One of the most widely adopted stability concepts is lyapunov stability, which plays important roles in system and control theory and in the analysis of engineering systems. This and related equations are named after the russian mathematician aleksandr lyapunov. Stability in the sense of lyapunov theequilibriumpoint. Pdf on application of lyapunov and yoshizawas theorems. One of the most widely adopted stability concepts is lyapunov stability, which plays important roles in sys tem and control theory and in the analysis of engineering systems. Lyapunov stability an overview sciencedirect topics. Lecture 12 basic lyapunov theory stanford university. Pdf a lyapunovbased smallgain theorem for infinite.
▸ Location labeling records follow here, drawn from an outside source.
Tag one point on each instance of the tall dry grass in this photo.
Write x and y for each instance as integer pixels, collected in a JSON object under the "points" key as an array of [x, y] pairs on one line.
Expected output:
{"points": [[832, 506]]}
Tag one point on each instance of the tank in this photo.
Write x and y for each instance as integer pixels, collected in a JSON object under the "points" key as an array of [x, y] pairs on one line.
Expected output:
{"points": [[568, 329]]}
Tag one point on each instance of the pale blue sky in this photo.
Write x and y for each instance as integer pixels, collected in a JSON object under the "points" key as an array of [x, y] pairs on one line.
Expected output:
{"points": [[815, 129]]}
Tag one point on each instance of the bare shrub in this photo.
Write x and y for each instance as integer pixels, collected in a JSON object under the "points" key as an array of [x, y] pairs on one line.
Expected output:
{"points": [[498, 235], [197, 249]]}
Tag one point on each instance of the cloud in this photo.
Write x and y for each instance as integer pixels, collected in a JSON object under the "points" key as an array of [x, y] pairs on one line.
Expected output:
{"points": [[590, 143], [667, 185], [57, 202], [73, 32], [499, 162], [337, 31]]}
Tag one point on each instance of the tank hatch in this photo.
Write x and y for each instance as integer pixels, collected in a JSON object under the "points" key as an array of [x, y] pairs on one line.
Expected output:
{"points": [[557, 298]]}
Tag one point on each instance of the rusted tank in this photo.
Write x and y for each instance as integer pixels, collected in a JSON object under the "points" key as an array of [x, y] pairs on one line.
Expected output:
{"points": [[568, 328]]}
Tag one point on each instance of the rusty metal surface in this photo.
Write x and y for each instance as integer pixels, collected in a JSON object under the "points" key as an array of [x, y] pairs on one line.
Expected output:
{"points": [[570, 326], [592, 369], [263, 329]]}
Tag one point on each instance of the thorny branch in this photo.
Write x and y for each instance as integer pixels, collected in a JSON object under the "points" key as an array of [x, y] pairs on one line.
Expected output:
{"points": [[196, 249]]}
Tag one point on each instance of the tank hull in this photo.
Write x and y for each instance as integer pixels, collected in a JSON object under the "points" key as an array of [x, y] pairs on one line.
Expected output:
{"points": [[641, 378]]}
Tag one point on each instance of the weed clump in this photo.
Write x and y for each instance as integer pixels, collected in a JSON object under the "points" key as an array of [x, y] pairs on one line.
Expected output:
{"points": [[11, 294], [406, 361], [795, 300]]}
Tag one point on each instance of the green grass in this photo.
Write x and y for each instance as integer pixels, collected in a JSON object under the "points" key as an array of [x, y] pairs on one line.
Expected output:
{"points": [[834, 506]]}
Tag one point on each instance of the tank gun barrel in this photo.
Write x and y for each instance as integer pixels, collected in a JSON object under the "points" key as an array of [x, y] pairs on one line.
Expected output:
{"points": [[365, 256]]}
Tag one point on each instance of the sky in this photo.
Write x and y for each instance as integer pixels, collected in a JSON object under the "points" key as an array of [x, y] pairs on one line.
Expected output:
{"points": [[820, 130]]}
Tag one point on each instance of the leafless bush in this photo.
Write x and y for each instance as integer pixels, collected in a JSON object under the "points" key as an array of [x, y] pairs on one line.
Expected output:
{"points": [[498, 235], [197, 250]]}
It follows from the theorem that the existence of a lower semicontinuous lyapunov pair v,w with v everywhere. A detailed post on the lyapunov stability criteria will be uploaded soon. The idea is that if one can select a suitable lyapunov function and force it to decrease along the trajectories of the system, the resulting system will converge to its equilibrium. Lyapunov stability theory provides a means of stabilizing unstable nonlinear systems using feedback control. Lyapunov stability the stability of solutions to odes was. We take a close look at lyapunov stability for lti systems and discuss how to relate chapter 4s linearization theorem to lyapunov stability through lyapunovs indirect method.
This theory still dominates modern notions of stability, and provides the foundation upon which alternative notions of stability continue to be built. It only means that such stability property cannot be established by using this lyapunov function. Nonlinear systems also exist that satisfy the second requiremen t without b e ing i. It is p ossible to ha v e stabilit y in ly apuno without ha ving asymptotic stabilit y, in whic h case w e refer to the equilibrium p oin t as mar ginal ly stable. There are two lyapunov methods for stability analysis. The lyapunov equation occurs in many branches of control theory, such as stability analysis and optimal control. In the classical lyapunov stability theory, we assume that the ode in consideration has a smooth at. The conditions in the theorem are summarized in table 4. Pdf a lyapunovbased smallgain theorem for infinite networks. At this time, many of the later uses of lyapunovs work could hardly have been foreseen. Yao 3 for autonomous systems, when wx in the above theorem is only positive semidefinite, asymptotic stability may still be obtained by applying the following simplified version of lasalles theorem.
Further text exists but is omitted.